A dominant male orangutan will make these long calls so that the others act according to his travel plans. “They are calling to let their female friends know where they will be so the [females] can remain within earshot,” explained van Schaik. Females will approach the sound of the call, either for the chance to mate or to receive protection from bothersome non-dominant males. These non-dominant males, on the other hand, will hear the roar and flee in the opposite direction.

It has been long assumed that only human beings can plan for the future because they alone have the ability to anticipate what lies ahead. Animals were believed to be creatures of the moment, responding to immediate needs, such as hunger, thirst, fear or fatigue. Lately, new studies have suggested that animals, most notably great apes, are capable of advanced planning, self-control and episodic memory. For example, a Science study published in 2006 found that zoo orangutans and bonoboos chimpanzees could choose, hide, and store tools, then remember where to find them up to fourteen hours later when they needed them. Lead study author Dr. Carel van Schaik said he was attracted to studying Sumatran orangutans because they are famous for their tool use, and he was interested in learning more about their social organization and their culture.  
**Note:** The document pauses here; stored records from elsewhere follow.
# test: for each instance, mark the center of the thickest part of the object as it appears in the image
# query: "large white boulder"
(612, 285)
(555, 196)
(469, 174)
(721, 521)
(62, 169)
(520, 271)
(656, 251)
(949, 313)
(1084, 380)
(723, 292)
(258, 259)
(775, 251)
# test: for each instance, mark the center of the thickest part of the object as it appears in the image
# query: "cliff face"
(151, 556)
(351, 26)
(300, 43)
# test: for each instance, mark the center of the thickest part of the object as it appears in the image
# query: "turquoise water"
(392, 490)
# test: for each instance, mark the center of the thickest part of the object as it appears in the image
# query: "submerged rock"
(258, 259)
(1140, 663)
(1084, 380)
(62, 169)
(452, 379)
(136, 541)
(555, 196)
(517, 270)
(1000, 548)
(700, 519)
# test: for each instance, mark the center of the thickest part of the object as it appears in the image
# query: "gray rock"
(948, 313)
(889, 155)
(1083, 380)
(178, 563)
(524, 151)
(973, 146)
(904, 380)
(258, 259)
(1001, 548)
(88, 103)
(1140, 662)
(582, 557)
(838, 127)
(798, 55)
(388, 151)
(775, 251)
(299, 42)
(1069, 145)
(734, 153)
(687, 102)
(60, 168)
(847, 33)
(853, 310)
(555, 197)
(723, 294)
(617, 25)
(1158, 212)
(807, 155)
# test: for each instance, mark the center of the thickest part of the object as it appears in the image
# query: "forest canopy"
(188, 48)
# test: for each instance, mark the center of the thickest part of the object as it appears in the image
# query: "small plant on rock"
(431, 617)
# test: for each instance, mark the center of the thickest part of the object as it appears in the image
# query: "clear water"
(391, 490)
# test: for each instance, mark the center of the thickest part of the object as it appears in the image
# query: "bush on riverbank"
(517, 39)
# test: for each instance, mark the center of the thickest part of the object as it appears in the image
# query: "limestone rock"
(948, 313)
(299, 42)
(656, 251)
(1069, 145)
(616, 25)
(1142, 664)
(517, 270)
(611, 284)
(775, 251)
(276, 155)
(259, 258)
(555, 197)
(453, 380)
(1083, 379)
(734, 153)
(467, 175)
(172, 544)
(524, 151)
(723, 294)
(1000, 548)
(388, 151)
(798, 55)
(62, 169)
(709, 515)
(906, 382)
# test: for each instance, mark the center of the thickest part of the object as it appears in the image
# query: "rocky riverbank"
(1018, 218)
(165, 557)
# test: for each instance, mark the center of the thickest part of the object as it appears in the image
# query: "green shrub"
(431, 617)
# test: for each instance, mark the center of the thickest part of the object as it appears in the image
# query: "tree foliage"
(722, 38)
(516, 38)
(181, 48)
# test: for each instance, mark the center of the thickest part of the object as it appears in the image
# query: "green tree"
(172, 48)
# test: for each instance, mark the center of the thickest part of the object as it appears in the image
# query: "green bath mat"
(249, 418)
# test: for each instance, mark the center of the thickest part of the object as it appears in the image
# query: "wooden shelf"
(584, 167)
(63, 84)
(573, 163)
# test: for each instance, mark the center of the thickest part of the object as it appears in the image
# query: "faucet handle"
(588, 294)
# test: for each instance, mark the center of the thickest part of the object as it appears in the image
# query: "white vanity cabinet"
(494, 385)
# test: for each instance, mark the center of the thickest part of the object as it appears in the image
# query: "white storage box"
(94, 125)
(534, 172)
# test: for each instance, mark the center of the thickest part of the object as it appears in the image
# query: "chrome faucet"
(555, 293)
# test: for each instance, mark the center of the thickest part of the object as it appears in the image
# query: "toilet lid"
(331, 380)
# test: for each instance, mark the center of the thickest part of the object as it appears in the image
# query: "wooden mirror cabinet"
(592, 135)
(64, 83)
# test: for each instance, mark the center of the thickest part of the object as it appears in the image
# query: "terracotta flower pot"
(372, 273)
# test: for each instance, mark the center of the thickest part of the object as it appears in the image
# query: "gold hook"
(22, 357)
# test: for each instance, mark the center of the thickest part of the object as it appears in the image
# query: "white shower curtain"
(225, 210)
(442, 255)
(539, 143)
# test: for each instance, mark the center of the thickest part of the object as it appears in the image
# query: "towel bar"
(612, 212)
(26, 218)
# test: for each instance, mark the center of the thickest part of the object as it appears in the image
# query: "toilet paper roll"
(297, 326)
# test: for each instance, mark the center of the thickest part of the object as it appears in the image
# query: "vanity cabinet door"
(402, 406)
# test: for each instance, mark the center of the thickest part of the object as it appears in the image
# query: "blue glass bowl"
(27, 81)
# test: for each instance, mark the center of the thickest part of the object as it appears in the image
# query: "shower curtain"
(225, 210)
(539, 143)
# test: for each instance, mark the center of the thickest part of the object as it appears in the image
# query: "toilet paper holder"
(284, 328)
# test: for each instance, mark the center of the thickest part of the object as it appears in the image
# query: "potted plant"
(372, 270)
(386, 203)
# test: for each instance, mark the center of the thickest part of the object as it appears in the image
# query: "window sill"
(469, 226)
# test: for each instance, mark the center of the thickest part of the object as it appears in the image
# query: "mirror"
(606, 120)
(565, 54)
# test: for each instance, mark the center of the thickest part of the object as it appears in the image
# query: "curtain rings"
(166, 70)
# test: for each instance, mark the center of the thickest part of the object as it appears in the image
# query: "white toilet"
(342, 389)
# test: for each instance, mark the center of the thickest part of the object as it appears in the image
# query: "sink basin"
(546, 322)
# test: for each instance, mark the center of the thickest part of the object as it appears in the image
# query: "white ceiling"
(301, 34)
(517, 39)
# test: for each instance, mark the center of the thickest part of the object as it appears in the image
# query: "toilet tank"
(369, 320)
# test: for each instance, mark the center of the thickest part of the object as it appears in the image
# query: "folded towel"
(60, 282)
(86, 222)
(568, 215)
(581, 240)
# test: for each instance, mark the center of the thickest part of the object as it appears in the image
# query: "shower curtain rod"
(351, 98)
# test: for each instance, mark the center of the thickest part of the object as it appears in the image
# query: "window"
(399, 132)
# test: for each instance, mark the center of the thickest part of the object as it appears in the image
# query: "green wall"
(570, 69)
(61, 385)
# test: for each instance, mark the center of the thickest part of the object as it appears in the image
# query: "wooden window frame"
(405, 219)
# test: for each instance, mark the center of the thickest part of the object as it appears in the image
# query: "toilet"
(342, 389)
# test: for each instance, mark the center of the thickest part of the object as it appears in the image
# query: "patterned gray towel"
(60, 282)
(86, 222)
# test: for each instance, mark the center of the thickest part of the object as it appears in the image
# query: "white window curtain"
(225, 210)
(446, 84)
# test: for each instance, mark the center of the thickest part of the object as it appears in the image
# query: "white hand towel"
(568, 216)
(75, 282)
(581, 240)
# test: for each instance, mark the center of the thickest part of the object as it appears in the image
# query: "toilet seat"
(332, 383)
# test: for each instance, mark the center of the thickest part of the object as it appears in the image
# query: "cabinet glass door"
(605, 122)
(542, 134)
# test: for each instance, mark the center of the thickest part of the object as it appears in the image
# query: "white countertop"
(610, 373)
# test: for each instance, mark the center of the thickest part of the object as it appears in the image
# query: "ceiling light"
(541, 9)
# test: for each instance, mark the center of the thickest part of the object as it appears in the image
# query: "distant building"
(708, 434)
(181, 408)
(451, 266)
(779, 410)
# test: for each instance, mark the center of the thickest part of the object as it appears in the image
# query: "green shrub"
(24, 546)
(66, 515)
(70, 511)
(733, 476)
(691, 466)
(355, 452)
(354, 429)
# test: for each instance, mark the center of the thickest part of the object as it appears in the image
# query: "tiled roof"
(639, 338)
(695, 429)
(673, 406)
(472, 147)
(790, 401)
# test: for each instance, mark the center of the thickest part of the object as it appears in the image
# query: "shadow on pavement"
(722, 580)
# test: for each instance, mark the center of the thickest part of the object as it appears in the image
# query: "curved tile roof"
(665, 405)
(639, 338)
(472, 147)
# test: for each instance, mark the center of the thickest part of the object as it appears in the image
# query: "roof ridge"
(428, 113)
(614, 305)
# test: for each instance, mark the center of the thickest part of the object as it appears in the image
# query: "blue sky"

Van Schaik and his colleagues conducted this newly published research in Suaq Balimbing, a peat swamp forest in the Indonesian Gunung Leuser National Park by recording 1,169 long calls made my these male pot-bellied creatures. They observed that the dominant males would emit these calls in the direction of their planned travel route.  Not only that, but they would broadcast each time change in their direction.  They found that the red-haired apes would also send a directional call the night before going to sleep, and then keep to that direction the next morning, for up to 22 hours after they announced their plan. The researchers concluded that the directional commitment to the previous night’s call proved that the orangutans were not just responding to their immediate needs, but that they were traveling through the forests based on the long-term plans they had devised.  The scientists also found that other orangutans would continue to react correctly to the long call of the previous evening, even if they didn’t hear anything the next morning. 

“We show that it does not take language to do some planning for the future,” said van Shaik. He was quick to point out, however, that the results of this study do not necessarily suggest that orangutans are like humans in that they can set distant goals, or that they can ponder the future. 

For van Shaik, the next step is examining whether this pattern will hold true with the darker red haired Bornean orangutans. “We now want to compare these Sumatrans with the Bornean, which have a different social structure,” he said.  “[They] probably announce their plans in another way.”